Isolation needed for triage and incident response
Like all financial institutions, the bank is well aware of cybersecurity threats that come in the form of phishing campaigns and use social engineering to obtain network access or steal funds by impersonating trusted clients or business partners. Managing these risks has become increasingly complicated as adversaries get craftier and more daring.
The bank has a team of dedicated professionals working at the security operations center (SOC), securing the bank’s systems against attacks, putting in protections against internal weaknesses (e.g., employees clicking on malicious links) and investigating suspected breaches to further harden the security perimeter.
Traditional browsers don’t have the right protections to allow SOC analysts to safely triage suspected phishing incidents and to follow up on threats by visiting malicious websites and engaging with potential adversaries.
The bank needed a solution that would give them an on-demand, highly secure and anonymous environment that they could use to complete their investigations safely – without risking exposure to toxic content or revealing their intentions.
Silo for Research helps the SOC investigate malware
Silo for Research is built on the Silo Web Isolation Platform, which provides users with a one-time-use browser, rendered on demand in a secure, cloud-based container. With all web code converted into a benign remote display session, endpoints are automatically protected from any malware and researchers are free to visit even the most devious sites, knowing they won’t expose their devices and networks to malicious content.

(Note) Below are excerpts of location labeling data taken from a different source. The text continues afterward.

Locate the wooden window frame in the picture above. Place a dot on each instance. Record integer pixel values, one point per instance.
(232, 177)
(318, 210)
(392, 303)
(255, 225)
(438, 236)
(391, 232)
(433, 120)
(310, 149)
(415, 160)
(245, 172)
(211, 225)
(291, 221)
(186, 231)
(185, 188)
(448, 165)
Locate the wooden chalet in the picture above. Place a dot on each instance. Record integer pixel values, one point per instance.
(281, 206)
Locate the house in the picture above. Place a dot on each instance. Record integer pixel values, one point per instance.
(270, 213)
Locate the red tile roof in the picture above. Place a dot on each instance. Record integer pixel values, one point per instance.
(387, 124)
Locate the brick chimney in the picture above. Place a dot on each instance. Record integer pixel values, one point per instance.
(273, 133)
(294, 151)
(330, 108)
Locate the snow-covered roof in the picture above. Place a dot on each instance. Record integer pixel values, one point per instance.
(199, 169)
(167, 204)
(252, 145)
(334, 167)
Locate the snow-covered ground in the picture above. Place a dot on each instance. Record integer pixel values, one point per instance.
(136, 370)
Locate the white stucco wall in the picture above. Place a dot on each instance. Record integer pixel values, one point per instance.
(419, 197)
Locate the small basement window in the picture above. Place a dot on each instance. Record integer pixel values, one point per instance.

Before deciding on Silo for Research, the bank briefly considered other alternatives, but many of the commercial malware investigation tools didn’t work across platforms and devices, and maintaining a fleet of “burner” laptops disconnected from the bank’s network was neither cost-effective nor practical. The added expense of purchasing, maintaining, rebuilding and reimaging multiple machines was deemed too great, and the lack of anonymity and managed attribution made the researchers’ job less effective — and still inherently risky.

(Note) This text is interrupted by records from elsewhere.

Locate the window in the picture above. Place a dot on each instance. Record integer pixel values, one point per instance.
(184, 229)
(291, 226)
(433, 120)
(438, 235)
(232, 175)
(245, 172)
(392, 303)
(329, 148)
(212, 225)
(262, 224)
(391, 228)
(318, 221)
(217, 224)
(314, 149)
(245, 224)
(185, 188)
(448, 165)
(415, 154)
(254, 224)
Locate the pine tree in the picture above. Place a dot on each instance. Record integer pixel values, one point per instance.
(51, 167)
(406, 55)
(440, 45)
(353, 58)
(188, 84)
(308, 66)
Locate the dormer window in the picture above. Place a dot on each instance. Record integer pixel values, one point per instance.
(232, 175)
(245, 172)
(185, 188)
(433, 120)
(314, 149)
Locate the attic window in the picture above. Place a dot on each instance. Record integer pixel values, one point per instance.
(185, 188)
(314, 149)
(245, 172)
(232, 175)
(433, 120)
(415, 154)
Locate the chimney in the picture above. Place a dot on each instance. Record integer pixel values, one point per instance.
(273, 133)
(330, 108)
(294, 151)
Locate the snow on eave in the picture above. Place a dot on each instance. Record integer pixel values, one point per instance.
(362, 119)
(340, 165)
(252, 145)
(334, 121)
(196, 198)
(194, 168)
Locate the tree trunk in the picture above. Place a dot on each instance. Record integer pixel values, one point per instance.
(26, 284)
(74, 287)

With Silo for Research, the bank’s SOC analysts can spoof their location; manipulate their hardware and software fingerprints; and safely collect to secure external cloud storage, annotate and share any internet-based information. Silo for Research also includes tools for language translation (especially relevant to the bank, as they deal with both domestic and foreign-origin threats), link tracing and web code and traffic analysis capabilities.

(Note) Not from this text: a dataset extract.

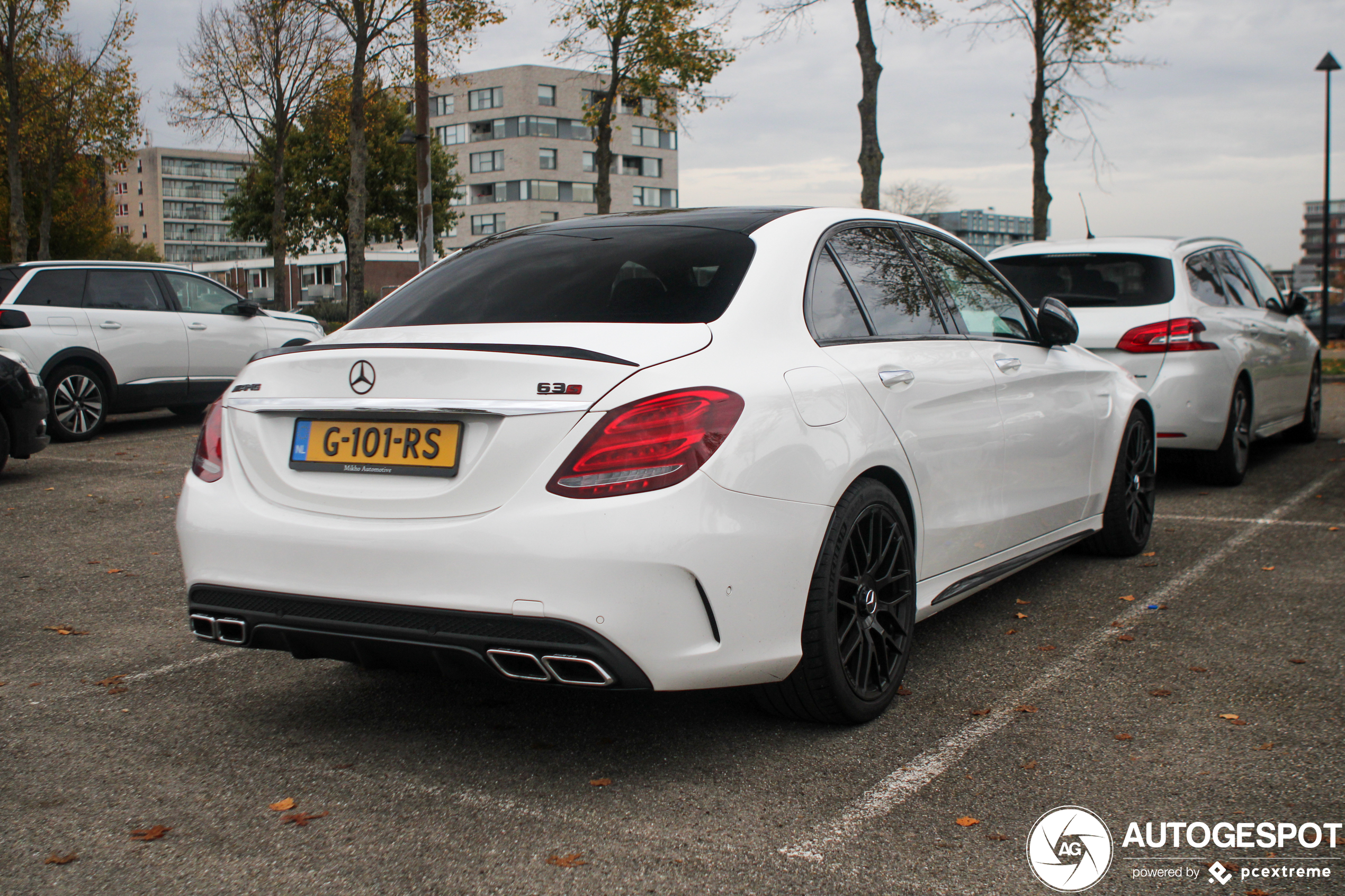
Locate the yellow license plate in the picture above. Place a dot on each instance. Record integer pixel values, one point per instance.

Improve response times, improve tradecraft
With the adoption of Silo for Research, the bank’s SOC team noticed significant improvement in incident response times. The more they got to know their adversaries, the easier it became to recognize threats, harden the bank’s defenses against them and educate the employees on bad actors’ tools and tactics.
The SOC team also found that Silo for Research helped them improve their internal processes and better their craft. With all actions performed inside Silo carefully logged, SOC analysts could easily retrace their steps or review how their colleagues went about researching a particular threat. “It’s a lot more useful when you move slowly, researching how the hackers operate and what they are thinking – as opposed to going straight to your target,” says a cyberthreat intelligence analyst at the bank.
Prevent future incidents
Phishing has been a popular vector for cyberattacks for decades. As long as organizations rely on electronic communications, there will be hackers relying on people being too busy, too distracted or too careless to scrutinize every email and site before clicking on it. But with tools like Silo for Research, organizations have a reliable method for investigating threats, uncovering their adversaries’ intents and tactics and using this information to strengthen their security posture.
In the future, the bank plans to use Silo for Research not only to reactively respond to incidents, but to proactively monitor known forums or even dark web sites to gather intelligence on potential attacks against the bank, its customers and partners.